Synchronization

If sharing of resources between threads is not handled in a careful, controlled fashion, the result is usually a big mess.

This is especially the case in operating system kernels, where faulty sharing can crash the entire machine.

PintOS provides several synchronization primitives to help out.

Disabling Interrupts

The crudest way to do synchronization is to disable interrupts, that is, to temporarily prevent the CPU from responding to interrupts.

If interrupts are off, no other thread will preempt the running thread, because thread preemption is driven by the timer interrupt.
If interrupts are on, as they normally are, then the running thread may be preempted by another at any time, whether between two C statements or even within the execution of one.

Incidentally, this means that PintOS is a “preemptible kernel”, that is, kernel threads can be preempted at any time. Traditional Unix systems are “nonpreemptible”, that is, kernel threads can only be preempted at points where they explicitly call into the scheduler. (User programs can be preempted at any time in both models.) As you might imagine, preemptible kernels require more explicit synchronization.
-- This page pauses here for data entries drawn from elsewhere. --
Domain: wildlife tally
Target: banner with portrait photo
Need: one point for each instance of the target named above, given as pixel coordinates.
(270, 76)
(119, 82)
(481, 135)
Types and functions for disabling and enabling interrupts are in threads/interrupt.h.

Types and Functions for disabling/enabling interrupts

Type: enum intr_level
- One of INTR_OFF or INTR_ON, denoting that interrupts are disabled or enabled, respectively.
Function: enum intr_level intr_get_level (void)
- Returns the current interrupt state.
Function: enum intr_level intr_set_level (enum intr_level level)
- Turns interrupts on or off according to level.
- Returns the previous interrupt state.
Function: enum intr_level intr_enable (void)
- Turns interrupts on.
- Returns the previous interrupt state.
Function: enum intr_level intr_disable (void)
- Turns interrupts off.
- Returns the previous interrupt state.

You should have little need to set the interrupt state directly. Most of the time you should use the other synchronization primitives described in the following sections.
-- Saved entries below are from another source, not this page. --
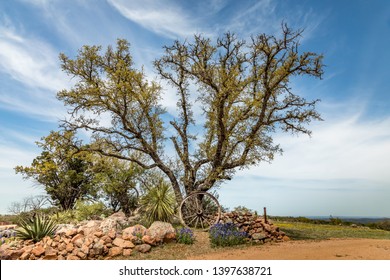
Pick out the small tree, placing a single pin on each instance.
(242, 87)
(64, 173)
(118, 182)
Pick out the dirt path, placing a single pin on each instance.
(334, 249)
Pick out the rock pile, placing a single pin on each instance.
(257, 228)
(92, 240)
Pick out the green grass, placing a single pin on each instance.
(305, 231)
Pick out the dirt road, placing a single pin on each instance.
(334, 249)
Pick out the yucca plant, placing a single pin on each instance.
(159, 203)
(36, 228)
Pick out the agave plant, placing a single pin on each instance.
(159, 202)
(36, 228)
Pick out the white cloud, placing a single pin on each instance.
(340, 149)
(30, 61)
(35, 66)
(162, 17)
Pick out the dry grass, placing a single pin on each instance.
(176, 251)
(296, 231)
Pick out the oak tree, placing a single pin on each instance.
(242, 87)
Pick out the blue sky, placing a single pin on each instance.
(342, 170)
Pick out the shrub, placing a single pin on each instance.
(159, 203)
(36, 228)
(185, 236)
(226, 235)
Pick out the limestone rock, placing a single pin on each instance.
(134, 233)
(161, 231)
(115, 251)
(143, 248)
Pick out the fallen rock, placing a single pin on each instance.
(161, 232)
(143, 248)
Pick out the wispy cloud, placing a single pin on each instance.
(30, 61)
(35, 66)
(162, 17)
(340, 149)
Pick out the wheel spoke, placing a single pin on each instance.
(199, 210)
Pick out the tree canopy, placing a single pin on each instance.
(63, 171)
(242, 87)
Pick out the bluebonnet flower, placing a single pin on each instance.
(226, 235)
(185, 236)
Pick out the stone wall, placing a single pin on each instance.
(257, 228)
(91, 240)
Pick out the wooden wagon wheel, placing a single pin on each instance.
(199, 210)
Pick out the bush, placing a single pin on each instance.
(36, 228)
(83, 211)
(185, 236)
(158, 204)
(226, 235)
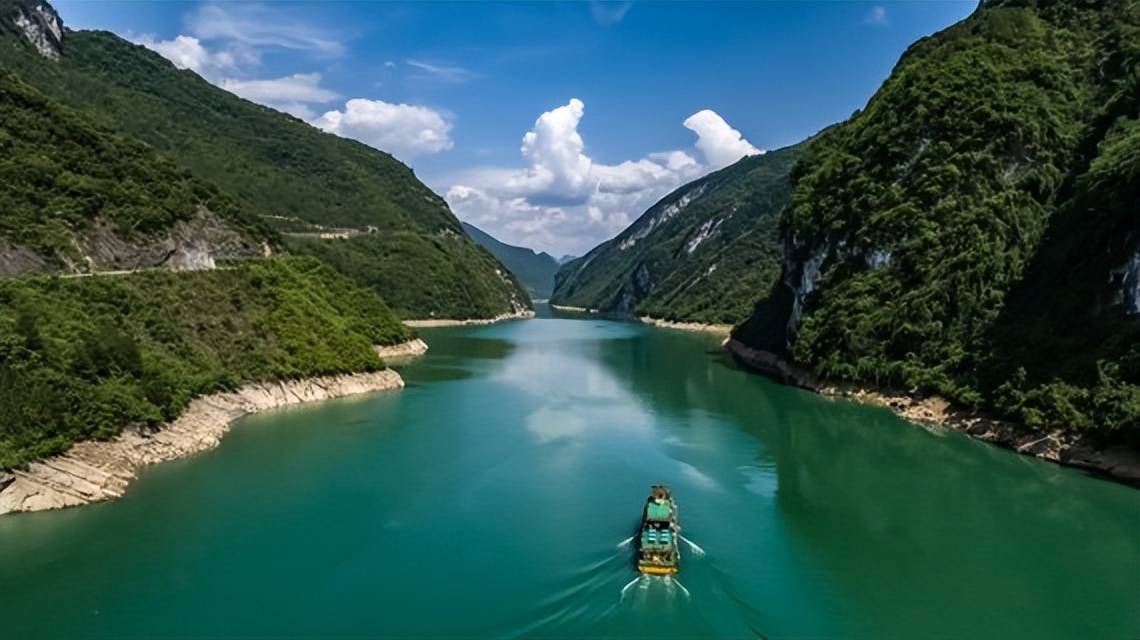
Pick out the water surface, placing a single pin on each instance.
(490, 496)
The main reason to disable interrupts is to synchronize kernel threads with external interrupt handlers, which cannot sleep and thus cannot use most other forms of synchronization (see section External Interrupt Handling).
Some external interrupts cannot be postponed, even by disabling interrupts. These interrupts, called non-maskable interrupts (NMIs), are supposed to be used only in emergencies, e.g. when the computer is on fire. PintOS does not handle non-maskable interrupts.

Semaphores

Semaphores were invented by Edsger Dijkstra and first used in the THE operating system. A semaphore is a nonnegative integer together with two operators that manipulate it atomically, which are:

“Down” or “P”
- wait for the value to become positive, then decrement it.
“Up” or “V”
- increment the value (and wake up one waiting thread, if any).

A semaphore initialized to 0 may be used to wait for an event that will happen exactly once.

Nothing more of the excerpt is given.